Emmanuel Macron a insisté sur sa volonté d’accélérer la lutte contre le changement climatique, après un premier quinquennat jugé trop timoré en la matière par les spécialistes de l’environnement. Mais aussi de réindustrialiser. “La décarbonation c’est un des éléments qui doivent nous permettre à
continuer de créer de l’emploi industriel”, a-t-il souligné.
Pas amical
Le chef de l’Etat a surtout pointé la concurrence exacerbée de puissances économiques comme les Etats-Unis qui promettent des subventions publiques massives pour la décarbonation, avec un risque de désindustrialisation si les Européens ne suivent pas.
“Les Etats-Unis sont producteurs d’un gaz peu cher qu’ils vendent cher, et en plus ont pris des dispositifs d’aides massives sur certains secteurs”, a-t-il dit.
“Ce n’est pas conforme aux règles de l’OMC et ce n’est pas amical”, a-t-il insisté en promettant de mettre le sujet sur la table lors de sa visite d’Etat début décembre à Washington.
S’adressant aux industriels, il a demandé que des “contrats de transition écologique” soient signés pour graver dans le marbre les efforts promis, site par site, et filière par filière aussi, sous l’égide du ministre de l’Industrie.
“Nous mettrons en ligne la carte de France des 50 sites” les plus émetteurs de CO2 pour suivre les progrès, a-t-il promis devant une carte de France géante montrant les émissions, où se distinguent le nord de la France avec 12 millions de tonnes de CO2 émises, suivie par le bassin de Marseille-Fos avec
un peu plus de 10 millions de tonnes de CO2, et l’embouchure de la Seine en Normandie.
Les cinq milliards d’euros supplémentaires annoncés mardi s’ajoutent aux 5 milliards déjà prévus dans le plan France Relance pour la décarbonation de l’industrie. Par ailleurs, la France a aussi prévu neuf milliards d’euros d’investissement pour le développement de l’hydrogène, qui est un des vecteurs puissants de la décarbonation de l’industrie.

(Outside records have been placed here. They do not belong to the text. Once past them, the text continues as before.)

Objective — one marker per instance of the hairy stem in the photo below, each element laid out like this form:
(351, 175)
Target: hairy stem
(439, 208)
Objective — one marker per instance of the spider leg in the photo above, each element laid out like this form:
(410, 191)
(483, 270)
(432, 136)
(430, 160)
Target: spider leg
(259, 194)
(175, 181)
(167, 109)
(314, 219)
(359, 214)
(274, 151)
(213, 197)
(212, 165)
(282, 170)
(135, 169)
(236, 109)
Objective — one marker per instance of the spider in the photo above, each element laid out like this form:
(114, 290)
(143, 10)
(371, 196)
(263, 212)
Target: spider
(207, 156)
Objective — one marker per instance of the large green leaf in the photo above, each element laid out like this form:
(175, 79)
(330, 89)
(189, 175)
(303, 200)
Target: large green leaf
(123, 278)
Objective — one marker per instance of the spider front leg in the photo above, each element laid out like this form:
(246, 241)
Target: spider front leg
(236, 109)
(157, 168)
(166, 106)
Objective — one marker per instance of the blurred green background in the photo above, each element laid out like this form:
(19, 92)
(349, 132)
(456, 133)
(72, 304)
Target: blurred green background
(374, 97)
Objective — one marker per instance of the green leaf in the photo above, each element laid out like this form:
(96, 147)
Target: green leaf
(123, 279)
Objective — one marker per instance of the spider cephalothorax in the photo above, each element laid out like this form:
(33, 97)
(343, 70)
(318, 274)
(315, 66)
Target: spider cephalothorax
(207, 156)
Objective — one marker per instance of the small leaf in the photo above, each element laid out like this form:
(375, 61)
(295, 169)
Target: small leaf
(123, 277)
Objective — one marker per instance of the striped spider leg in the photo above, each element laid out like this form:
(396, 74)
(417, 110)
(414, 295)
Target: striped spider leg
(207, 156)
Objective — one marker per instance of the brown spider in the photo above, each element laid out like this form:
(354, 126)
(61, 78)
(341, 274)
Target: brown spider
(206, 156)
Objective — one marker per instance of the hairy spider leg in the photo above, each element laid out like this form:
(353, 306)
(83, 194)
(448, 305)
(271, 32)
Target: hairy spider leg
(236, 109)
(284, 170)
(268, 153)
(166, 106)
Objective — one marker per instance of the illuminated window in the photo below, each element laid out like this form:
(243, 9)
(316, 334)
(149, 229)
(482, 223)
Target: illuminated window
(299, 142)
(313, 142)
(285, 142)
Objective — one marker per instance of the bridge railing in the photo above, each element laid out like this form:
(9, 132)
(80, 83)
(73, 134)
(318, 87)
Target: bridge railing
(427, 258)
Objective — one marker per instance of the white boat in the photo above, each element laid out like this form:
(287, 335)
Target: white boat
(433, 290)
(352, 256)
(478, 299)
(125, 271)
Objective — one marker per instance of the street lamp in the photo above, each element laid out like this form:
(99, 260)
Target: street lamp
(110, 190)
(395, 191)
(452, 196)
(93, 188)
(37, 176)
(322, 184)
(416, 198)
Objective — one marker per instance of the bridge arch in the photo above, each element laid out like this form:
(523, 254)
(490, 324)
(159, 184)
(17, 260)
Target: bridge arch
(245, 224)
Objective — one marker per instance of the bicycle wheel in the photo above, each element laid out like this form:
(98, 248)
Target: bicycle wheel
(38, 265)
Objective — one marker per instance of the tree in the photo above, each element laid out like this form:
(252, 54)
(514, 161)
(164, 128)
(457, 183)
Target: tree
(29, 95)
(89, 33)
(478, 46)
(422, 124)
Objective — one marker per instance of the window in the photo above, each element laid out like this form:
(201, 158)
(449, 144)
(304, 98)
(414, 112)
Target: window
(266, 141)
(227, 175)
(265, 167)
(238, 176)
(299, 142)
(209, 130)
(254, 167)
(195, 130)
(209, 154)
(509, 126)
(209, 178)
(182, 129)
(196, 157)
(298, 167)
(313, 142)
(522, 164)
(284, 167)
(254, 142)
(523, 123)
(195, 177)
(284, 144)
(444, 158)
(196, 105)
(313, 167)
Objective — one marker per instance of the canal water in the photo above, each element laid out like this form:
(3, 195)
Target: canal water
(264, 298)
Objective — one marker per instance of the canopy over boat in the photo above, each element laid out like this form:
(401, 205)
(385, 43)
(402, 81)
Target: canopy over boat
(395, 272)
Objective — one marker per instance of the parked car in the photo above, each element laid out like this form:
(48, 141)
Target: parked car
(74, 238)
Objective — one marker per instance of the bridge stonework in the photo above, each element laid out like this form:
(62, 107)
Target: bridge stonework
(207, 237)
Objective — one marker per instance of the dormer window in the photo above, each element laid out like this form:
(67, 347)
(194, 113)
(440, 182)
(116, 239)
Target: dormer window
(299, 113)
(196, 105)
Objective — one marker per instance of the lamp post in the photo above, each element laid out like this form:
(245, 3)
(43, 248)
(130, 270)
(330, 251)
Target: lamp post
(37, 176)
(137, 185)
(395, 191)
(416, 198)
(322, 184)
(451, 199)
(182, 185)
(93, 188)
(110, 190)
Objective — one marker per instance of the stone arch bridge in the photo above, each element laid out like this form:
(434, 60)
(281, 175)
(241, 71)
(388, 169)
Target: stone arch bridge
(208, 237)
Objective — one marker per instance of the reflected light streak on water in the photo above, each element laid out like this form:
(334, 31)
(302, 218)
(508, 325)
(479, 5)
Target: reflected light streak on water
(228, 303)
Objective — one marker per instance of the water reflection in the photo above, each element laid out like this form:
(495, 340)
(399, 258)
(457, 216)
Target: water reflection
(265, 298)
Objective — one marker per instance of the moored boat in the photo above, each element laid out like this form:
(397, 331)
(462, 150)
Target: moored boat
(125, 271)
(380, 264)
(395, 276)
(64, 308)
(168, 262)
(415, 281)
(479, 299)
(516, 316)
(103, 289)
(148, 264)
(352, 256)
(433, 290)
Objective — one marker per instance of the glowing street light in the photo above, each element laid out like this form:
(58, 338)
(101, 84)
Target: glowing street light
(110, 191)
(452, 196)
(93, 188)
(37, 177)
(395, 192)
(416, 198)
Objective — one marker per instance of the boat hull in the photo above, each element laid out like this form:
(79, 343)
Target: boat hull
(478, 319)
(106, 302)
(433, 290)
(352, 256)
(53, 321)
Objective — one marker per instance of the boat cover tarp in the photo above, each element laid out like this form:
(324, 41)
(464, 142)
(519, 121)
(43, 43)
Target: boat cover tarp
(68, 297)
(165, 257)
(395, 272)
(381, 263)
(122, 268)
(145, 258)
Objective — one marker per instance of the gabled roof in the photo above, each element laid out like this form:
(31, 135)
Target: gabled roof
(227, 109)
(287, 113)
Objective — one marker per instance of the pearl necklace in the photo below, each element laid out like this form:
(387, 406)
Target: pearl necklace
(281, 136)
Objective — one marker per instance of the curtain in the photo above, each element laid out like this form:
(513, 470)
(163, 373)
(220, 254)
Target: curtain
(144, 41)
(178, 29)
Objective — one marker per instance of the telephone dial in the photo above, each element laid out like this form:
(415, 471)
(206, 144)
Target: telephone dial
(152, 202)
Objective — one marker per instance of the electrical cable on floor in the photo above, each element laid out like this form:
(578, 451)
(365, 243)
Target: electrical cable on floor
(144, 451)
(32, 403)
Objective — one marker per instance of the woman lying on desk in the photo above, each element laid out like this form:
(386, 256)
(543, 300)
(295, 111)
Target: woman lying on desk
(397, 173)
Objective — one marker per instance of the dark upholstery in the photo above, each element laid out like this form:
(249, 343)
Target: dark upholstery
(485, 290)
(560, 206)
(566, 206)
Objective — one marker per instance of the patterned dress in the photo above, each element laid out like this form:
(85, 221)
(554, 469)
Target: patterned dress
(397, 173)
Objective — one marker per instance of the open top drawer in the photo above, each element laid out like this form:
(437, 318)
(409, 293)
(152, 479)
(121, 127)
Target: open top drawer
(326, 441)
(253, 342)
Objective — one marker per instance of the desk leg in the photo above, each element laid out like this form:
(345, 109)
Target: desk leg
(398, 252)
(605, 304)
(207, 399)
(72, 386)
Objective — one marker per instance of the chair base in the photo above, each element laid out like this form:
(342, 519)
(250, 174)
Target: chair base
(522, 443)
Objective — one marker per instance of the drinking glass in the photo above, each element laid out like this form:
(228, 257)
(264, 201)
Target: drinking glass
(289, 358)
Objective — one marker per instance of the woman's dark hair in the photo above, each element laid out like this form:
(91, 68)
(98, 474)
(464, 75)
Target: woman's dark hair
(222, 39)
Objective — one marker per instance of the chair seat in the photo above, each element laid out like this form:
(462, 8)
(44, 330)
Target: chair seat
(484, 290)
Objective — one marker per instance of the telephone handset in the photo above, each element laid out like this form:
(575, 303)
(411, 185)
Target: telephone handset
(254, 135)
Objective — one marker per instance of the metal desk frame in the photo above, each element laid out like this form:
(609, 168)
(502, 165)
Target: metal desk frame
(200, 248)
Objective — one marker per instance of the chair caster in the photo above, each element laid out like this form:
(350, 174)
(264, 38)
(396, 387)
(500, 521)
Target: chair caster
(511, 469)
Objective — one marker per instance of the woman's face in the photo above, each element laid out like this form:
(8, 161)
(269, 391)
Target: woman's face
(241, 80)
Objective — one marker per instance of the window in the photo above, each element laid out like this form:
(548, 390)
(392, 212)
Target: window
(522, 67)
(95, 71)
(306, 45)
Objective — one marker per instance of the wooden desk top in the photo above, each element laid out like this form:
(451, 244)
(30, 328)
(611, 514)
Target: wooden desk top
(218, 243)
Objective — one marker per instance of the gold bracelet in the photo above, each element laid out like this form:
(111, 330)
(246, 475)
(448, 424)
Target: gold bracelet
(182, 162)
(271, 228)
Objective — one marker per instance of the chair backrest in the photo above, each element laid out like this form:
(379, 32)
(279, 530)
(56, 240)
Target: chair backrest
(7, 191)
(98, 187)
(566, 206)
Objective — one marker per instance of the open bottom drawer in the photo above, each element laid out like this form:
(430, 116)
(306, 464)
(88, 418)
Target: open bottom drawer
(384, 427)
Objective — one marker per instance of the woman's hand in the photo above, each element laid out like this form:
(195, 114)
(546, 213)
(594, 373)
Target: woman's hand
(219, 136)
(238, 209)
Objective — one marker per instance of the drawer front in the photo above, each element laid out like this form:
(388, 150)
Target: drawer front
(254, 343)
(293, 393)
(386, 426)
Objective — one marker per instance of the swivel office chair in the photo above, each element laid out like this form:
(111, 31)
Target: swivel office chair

Il faut “sous six mois que le gouvernement puisse présenter un plan pour intégrer” ces montants “dans les travaux de programmation pluriannuelle de l’énergie”, a précisé le président.
La planification devra se faire “par technologie”, a-t-il dit en évoquant aussi bien l’hydrogène – qui sera utilisé notamment par la sidérurgie en remplacement du charbon -, le développement de la biomasse pour remplacer le gaz, l’électrification des ports maritimes et fluviaux pour l’acheminement des marchandises, ou la capture et la réutilisation du co2.
Lors de différentes présentations, les industriels présents ont de leur côté beaucoup insisté pour avoir accès à une source d’électricité “stable” et “massive”, alors que les déboires techniques d’EDF dans ses centrales nucléaires sont encore loin d’être résolus.